VBA get data from website

VBA is a very useful helper in the Microsoft Office world to automate everyday recurring processes. Such a process can be that you need to read information from a certain web page and transfer it to Excel, Word or another file, for example. Of course, this can also be done by copy and paste. But it would be much better if you could read the source code of a web page with one click and then process it further.

Fetching HTML code from web page

The following image shows an Excel spreadsheet as an example, in which an Internet address/URL is stored in the first cell. In addition, a “Read web page” button has been added to the Excel table. This is done via the “Developer tools” ➥ “Insert” menu.

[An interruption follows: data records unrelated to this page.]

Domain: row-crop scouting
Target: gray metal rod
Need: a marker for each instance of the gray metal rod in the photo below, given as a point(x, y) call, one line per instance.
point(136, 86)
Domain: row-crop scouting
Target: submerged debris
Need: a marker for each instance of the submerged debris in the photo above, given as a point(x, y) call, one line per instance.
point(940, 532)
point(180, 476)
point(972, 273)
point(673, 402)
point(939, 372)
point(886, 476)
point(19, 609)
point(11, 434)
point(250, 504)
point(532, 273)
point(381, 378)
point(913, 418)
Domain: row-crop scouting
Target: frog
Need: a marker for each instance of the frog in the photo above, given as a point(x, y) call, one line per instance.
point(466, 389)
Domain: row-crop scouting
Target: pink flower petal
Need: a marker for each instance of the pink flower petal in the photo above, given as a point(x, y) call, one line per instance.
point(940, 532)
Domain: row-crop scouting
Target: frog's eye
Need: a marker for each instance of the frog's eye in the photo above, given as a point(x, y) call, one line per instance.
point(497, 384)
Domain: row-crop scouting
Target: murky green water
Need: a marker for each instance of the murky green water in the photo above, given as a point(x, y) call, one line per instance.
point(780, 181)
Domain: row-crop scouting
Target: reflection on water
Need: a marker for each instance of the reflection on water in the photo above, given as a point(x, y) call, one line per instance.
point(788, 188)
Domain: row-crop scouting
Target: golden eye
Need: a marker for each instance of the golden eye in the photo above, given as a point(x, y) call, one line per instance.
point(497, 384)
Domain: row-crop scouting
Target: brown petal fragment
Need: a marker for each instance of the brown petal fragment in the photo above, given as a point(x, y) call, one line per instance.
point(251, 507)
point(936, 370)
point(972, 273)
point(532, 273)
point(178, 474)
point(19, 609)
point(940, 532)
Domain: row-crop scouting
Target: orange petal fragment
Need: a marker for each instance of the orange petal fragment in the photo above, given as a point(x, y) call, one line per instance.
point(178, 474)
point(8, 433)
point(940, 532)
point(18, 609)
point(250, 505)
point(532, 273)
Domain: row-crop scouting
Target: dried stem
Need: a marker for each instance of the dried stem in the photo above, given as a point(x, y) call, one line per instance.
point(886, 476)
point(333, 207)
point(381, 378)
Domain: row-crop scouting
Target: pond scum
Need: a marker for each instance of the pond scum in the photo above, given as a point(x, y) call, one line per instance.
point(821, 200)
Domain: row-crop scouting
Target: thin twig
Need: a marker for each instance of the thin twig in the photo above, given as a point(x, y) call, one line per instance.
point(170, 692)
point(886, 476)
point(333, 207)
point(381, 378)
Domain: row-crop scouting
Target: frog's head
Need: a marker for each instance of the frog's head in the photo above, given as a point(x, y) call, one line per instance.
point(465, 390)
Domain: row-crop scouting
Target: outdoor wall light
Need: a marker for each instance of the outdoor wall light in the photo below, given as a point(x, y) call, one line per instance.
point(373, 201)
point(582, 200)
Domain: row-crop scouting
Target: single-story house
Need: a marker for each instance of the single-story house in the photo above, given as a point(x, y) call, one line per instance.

Now, when you click on the button, the web page/URL that is entered in the first cell is to be read out for further use.

Screenshot VBA-Editor Sub to read a website
VBA code for reading out a web page (the source code/HTML code is read out)

By right-clicking on the button and selecting “Assign Macro…”, you then assign the VBA function to be executed to the button. In this case the function is called “BtnReadWebsite_Click”.

Screenshot Excel assign macro
right click and assign macro

In the dialog that opens, you can select the SUB-method that reads the HTML code of the web page.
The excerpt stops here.